My main vanishing point ... became a very important reference and ... I painted a large black spot. That point of convergence took on a new significance when I began to think of it not as a place where things disappear but as a pinpoint from which all the visual elements emerge ... the vanishing point might be the other side of a black hole, a point in space into which things are drawn and disappear into nothingness. Black holes are totally negative and compress matter into unimaginable density; now, however, we are led to believe that the black hole might be a way into another dimensionality or several dimensionalities. If my image is coming out of a black hole then it must be emerging from a positive side of the hole BH+. The scene into which the matter is stuffed is being rebuilt before our eyes; maybe it isn’t fully formed until it reaches the place it must lock into. Perhaps the instruction book sends out a partly formed outline of a chair or even just the word ‘Chair’. It may be confused because the word ‘chair’ is very like the name of the girl, Chiara.
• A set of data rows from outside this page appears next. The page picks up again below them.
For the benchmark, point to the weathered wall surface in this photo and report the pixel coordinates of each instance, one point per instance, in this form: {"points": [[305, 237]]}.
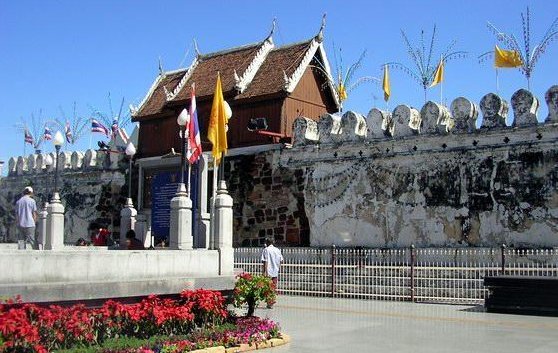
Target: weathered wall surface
{"points": [[435, 180], [268, 200], [92, 189]]}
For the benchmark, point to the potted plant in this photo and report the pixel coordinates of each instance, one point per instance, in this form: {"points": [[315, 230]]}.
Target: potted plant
{"points": [[253, 289]]}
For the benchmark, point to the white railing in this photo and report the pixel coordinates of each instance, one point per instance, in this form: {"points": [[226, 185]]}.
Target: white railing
{"points": [[422, 275]]}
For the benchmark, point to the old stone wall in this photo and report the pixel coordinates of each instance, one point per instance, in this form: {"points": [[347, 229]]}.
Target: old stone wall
{"points": [[431, 178], [92, 188], [268, 200]]}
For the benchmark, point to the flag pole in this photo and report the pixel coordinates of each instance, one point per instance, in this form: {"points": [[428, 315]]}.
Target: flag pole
{"points": [[211, 244], [90, 135], [497, 82], [188, 171]]}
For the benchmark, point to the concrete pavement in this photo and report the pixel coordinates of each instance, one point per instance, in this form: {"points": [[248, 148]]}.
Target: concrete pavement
{"points": [[345, 325]]}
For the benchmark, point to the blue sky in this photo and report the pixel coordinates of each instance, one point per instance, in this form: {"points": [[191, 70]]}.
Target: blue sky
{"points": [[53, 53]]}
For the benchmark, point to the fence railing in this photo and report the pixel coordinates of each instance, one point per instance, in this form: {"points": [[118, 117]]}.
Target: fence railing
{"points": [[444, 275]]}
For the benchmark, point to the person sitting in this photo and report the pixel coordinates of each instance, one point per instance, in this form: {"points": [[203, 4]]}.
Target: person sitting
{"points": [[99, 235], [81, 242], [132, 243]]}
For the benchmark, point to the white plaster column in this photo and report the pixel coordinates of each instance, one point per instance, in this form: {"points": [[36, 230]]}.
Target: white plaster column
{"points": [[224, 229], [55, 224], [141, 229], [127, 220], [181, 220], [42, 227]]}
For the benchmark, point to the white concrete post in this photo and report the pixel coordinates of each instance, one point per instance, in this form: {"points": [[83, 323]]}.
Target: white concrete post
{"points": [[42, 227], [55, 224], [224, 229], [141, 229], [181, 220], [127, 220]]}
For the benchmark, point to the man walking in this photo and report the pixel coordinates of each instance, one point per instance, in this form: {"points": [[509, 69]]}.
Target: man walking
{"points": [[271, 258], [26, 216]]}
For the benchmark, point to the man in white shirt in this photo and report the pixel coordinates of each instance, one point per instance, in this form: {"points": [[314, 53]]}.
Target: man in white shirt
{"points": [[271, 259], [26, 216]]}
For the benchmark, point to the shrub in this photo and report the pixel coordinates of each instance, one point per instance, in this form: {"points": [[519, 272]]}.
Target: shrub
{"points": [[251, 289]]}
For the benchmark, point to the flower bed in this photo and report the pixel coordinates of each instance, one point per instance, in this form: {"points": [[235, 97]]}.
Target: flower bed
{"points": [[197, 320]]}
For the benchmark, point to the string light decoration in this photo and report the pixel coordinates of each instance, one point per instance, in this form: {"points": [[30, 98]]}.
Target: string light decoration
{"points": [[425, 59], [529, 57]]}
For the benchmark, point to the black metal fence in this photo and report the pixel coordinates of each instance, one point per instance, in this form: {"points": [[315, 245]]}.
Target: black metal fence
{"points": [[444, 275]]}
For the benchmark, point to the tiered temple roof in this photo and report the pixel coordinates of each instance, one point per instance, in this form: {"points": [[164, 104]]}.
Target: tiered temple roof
{"points": [[247, 72]]}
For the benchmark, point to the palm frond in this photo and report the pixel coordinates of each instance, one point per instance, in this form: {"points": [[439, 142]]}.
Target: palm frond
{"points": [[361, 80], [352, 69], [405, 69]]}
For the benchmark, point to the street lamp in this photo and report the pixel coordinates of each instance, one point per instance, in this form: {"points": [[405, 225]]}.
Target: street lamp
{"points": [[182, 120], [48, 162], [58, 141], [130, 152]]}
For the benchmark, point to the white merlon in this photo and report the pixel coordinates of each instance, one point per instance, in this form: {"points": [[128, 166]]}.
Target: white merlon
{"points": [[432, 119], [551, 98], [525, 106], [494, 111]]}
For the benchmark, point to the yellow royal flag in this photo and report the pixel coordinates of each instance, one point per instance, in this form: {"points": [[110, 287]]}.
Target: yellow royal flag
{"points": [[385, 84], [342, 92], [217, 131], [506, 58], [439, 74]]}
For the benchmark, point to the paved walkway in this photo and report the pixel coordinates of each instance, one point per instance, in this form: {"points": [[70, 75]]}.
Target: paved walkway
{"points": [[344, 325]]}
(Quoted in Painting by Numbers, p.40.)


Hamilton’s play on the mirroring resemblance between the words ‘Chiara’ and ‘chair’ and his emphasis of the dual possibilities of the black hole – as both a vanishing point or an entry into another dimension – recalls his earlier print, A mirrorical return, 1998 (Tate P78289). The title of this work alludes to a late print by Marcel Duchamp (1887-1968), An Original Revolutionary Faucet: Mirrorical Return, 1964, comprising a line-drawing of that artist’s most famous ready-made, Fountain, 1917 (Tate T07573). Mirror reflections – doubling around an axis of glass – provide a way of thinking about the mathematical concept of the fourth dimension which is central to Duchamp’s conception of his first major work, The Bride Stripped Bare by her Bachelors, Even, 1913-23 (T02011), known as the Large Glass because it is a painting on glass. In Duchamp’s complex system, the male and female elements represented by the distinctly separate lower and upper panels of the Large Glass may join only in the fourth dimension, in other words through rotation around an axis that transports them beyond the two-dimensional plane of the painted surface and the three dimensional solidity of the object. In A mirrorical return Hamilton used digital technology to insert a female nude into the male section of the Large Glass hanging on a passage wall – creating a place that is beyond the logic of three-dimensional space in his image. In Chiara and chair he uses perspective drawing and the notion of the black hole to suggest the existence of a dimension beyond the three that we know.

Hamilton created Chiara and chair on a Macintosh G5 using Adobe InDesign, Photoshop and Illustrated. It was printed on an Epson Stylus Pro 9600 printer using Epson UltraChrome seven colour lightfast pigment inks on Somerset paper by Ian Cartwright at ThePrintRoom, London and proofed by the artist. Tate’s copy is the sixth in the edition of sixty, plus six artist’s proofs, distributed by Alan Cristea Gallery, London.


Further reading:
Richard Hamilton: Painting by Numbers, exhibition catalogue, Alan Cristea Gallery, London 2006, pp.39-47, reproduced pp.46-7 in colour.
Richard Hamilton: Retrospective: Paintings and Drawings 1937 to 2002, exhibition catalogue, MACBA, Barcelona and Ludwig Museum, Cologne 2003, pp.83 and 85.